Prologue
 
 Axe
 
 I woke with a jolt. The images stopped playing in my head but the feeling still lingered on. Every part of my body was twitchy and my heart felt like it was going to beat right out of my chest.
 
 My eyes moved to the figure next to me in the bed. Jessica stirred as I took in a few more calming breaths. She rolled over, throwing her arm over my abdomen. I knew she was awake, but she stayed silent. She didn’t try to console me or ask what was wrong. She simply let me know that she was there. Her touch was only a reminder that this was reality, and that was exactly what I needed from her.
 
 I closed my eyes as I tried to get my breathing under control. This was why we worked. She gave me ‘the normal,’ as we liked to call it. The thing that I thought I craved the most but never had. She didn’t try to make me open up—to talk about the fucked up things in my head, and I didn’t ask the same of her. We both had an understanding of how messed up the world could be and we both recognized that in each other.
 
 Minutes passed, maybe hours, I had no clue. The darkness of the room and the stillness of the air surrounded me like a soft blanket. I liked the shadows and the silence. Maybe that was proof of how messed up I was.
 
 I could tell by Jessica’s breathing that she was still awake.

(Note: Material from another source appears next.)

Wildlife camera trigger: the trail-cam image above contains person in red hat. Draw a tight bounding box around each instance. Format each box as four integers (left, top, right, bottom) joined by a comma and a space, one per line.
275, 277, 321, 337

When she took in a deep breath of air, I knew what was to follow. And I wasn’t surprised in the least.
 
 “This isn’t working,” she said bluntly.
 
 I resisted the eye roll because it was the same song and dance we always went through. I’d heard that line too many times before, but that wasn’t to say that I disagreed with it.
 
 “Okay,” I said, my tone emotionless as always.
 
 I’d give it a week and we’d be right back to it.
 
 It had been the same thing for years now, but we could never seem to make it work for very long before one of us called for a break. I would like to have said that I had no idea why, but the truth was, I did. I understood it so well that I should have known better than to try again. Yet, I’d go back every time and so did she.
 
 “No, Axe, I mean it this time.” She paused and I could feel her eyes searching for mine through the pitch black darkness of the room. Even though I couldn’t see her, I could feel the hole she was burning through me with her gaze. She wanted me to take her seriously and I couldn’t help but feel like something bigger than the usual break-up words were coming. “I’m done.”
 
 And that stopped me. Left me frozen for a long moment. Those two words were something she’d never said before.
 
 Feeling it was at the end too, I nodded. I knew she could feel the movement against her head even if she couldn’t see it. And while I should have felt some kind of concern, some kind of gaping hole in my chest, I didn’t feel much of anything. This was the final nail. The end of the road. And I was alright with that.
 
 I knew this wasn’t some kind of game she was trying to play and she didn’t want me to make any attempt to get her to change her mind. She was only being honest and I couldn’t blame her. That was the part that did gut me a little. If only I could have been honest at the right times, then maybe it could have worked. Or maybe we would have ended up pulling each other further into the darkness.
 
 I could feel her body expand as she took in a deep breath and after a long moment, she rolled out of the bed. As she gathered her clothes in silence, I kept my eyes trained on the ceiling. She moved about in the darkened room like she knew where everything was. Hell, she probably did. She had spent enough time in here, I wouldn’t doubt she knew the layout like the back of her hand. And it wasn’t like the room was all that big anyway.
 
 She left without another word, the light from the hall spilling in as she opened the door. Her steps were unhurried as she walked out. She wasn’t rushing from the room upset. She wasn’t angry or regretful about what had just happened. She made her exit just as if it were any other time that she’d left. She didn’t even turn her head for one last, lingering look back before she closed the door behind her.
 
 I lay there a long time, my steady breaths the only sound in the room. Half of me didn’t really believe it was the end, and not in a hopeful way. It was just that we had done this so many times before. But her words rang out over and over again.
 
 I’m done.
 
 And then I gave into the truth of the whole thing. We were done—with something that had truly never started to begin with.